2009-10 DEFENSE CORSI FOR 5×5
- Sheldon Souray 51.0
- Tom Gilbert 47.2
- Ryan Whitney 46.2
- Ladislav Smid 46.1
- Aaron Johnson 45.9
- Jason Strudwick 39.1
- Taylor Chorney 38.4
- Theo Peckham 35.1
Now, you cannot directly compare these two sets of numbers, but you can say that possession has improved mightily, and point to reasons for it. The top 4D here were NHL defensemen, and Johnson had some utility at that point in his career. However, the club had no depth at all, and kept running out raw rookies and minor league sorts, with predictable results. Once Craig MacTavish left the Oilers, it was a flat out mess. Better days now, for sure. One final item: How good was Sheldon Souray?? No use hammering on Steve Tambellini again, but oh my.
Here is my current view on the protected list:
- Goal: Cam Talbot
- Defense: Andrej Sekera, Oscar Klefbom, Adam Larsson
- Center: Ryan Nugent-Hopkins, Leon Draisaitl,
- Left Wing: Milan Lucic, Patrick Maroon, Jujhar Khaira
- Right Wing: Jordan Eberle, Zack Kassian
- Ineligible for Selection: G Nick Ellis, D Darnell Nurse, D Matt Benning, C Connor McDavid, R Jesse Puljujarvi, C Drake Caggiula, R Anton Slepyshev.

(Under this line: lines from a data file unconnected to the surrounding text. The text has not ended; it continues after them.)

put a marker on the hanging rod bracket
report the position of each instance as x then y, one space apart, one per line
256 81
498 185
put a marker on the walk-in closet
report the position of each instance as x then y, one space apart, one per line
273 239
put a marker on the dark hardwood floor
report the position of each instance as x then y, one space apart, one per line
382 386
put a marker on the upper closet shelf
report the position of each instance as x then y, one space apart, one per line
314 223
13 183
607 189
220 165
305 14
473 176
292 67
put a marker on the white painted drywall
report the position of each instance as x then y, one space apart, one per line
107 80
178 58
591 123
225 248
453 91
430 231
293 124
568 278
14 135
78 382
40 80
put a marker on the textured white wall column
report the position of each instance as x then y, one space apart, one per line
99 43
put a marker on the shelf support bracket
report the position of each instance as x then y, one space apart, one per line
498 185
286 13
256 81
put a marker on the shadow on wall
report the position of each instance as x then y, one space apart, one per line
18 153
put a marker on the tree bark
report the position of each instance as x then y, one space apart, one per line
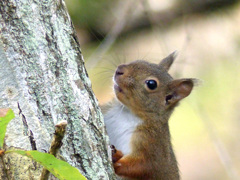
44 81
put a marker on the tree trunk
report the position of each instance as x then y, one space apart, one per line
44 81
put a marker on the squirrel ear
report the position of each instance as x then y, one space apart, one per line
167 61
179 89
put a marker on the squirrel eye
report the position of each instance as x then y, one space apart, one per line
151 84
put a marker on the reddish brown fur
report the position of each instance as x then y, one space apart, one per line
152 156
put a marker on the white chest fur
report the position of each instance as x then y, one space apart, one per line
120 124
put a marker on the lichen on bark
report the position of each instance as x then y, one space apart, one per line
43 79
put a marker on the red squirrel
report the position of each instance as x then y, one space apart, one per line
137 120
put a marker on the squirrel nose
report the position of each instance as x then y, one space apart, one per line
120 70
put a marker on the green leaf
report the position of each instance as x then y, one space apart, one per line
6 115
60 169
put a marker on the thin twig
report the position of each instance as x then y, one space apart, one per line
60 130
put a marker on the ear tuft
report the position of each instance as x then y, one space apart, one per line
179 89
167 61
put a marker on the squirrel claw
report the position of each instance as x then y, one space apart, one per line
116 155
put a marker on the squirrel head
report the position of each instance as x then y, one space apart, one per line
148 90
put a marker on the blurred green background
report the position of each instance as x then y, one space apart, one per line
206 34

- Available: D Brandon Davidson, D Griffin Reinhart, L Benoit Pouliot, C Mark Letestu.
I have changed one thing since last time, adding Zack Kassian and deleting Mark Letestu. Edmonton has to make available a certain number of eligible players, and part of the eligibility rules are signed players. If Kassian is signed before the expansion draft, Edmonton can switch him out.

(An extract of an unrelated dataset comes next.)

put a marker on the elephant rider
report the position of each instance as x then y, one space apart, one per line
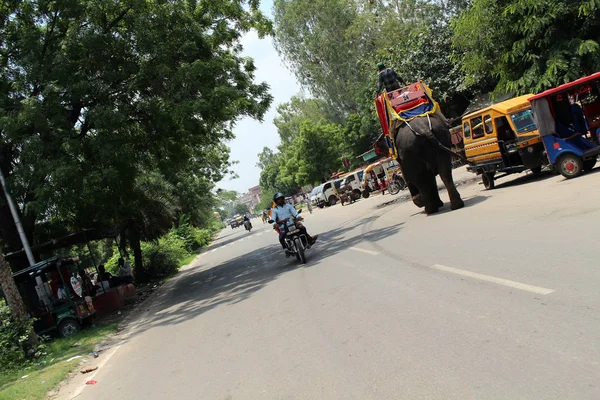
388 78
281 213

I wanted to bring this up today, because it seems to me that—hammer from the point aside—Edmonton is fairly close to a full and complete defensive unit. Full stop. Without signing Kris Russell!
Now, Vegas Golden Knights may take Davidson, and that is certainly a risk. That said, Peter Chiarelli could make a trade to protect Davidson from the expansion draft, leaving him with a solid (and fairly inexpensive) starting six. The more I think about it, the more this group makes sense. Chiarelli cannot sign Kris Russell without moving out Benoit Pouliot, and that seems unlikely at this time. Roads to go, and I am sure we change our minds many times, but this defense seems worth saving.

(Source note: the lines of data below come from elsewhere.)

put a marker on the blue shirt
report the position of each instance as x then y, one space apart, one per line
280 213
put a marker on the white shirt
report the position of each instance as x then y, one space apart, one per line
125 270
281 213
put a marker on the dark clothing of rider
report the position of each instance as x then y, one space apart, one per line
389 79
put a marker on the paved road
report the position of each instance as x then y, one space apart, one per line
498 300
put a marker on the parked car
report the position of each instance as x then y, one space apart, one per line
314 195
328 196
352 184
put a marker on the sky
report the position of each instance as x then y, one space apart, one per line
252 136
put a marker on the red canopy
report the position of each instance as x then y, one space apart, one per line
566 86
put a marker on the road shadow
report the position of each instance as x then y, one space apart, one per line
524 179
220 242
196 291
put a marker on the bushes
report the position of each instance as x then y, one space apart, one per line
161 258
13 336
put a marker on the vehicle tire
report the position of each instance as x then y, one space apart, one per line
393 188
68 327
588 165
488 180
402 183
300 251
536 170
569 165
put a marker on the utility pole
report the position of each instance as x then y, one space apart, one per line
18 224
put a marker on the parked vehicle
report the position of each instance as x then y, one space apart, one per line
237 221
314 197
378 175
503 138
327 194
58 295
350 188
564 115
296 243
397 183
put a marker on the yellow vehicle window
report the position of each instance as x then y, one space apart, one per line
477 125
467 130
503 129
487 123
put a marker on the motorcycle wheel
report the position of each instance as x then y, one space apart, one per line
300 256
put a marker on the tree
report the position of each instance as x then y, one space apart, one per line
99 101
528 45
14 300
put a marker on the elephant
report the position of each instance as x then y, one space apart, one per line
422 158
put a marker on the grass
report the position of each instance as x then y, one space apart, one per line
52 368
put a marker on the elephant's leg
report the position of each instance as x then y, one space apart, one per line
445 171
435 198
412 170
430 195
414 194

If you go through my back pages, you will find all kinds of quotes from Grant McCagg. His astute scouting reports were used by TSN (and may still be) during several drafts, I always quote his draft day item on Griffin Reinhart because it is so concise.
McCagg has a new website up, filled with his scouting reports, mock drafts and in-depth looks at draft-eligible prospects. It is here. Thanks to Centre of Attention for bringing it to my attention. I would recommend Grant’s two-part look at the Top Prospects Game as a fine place to start.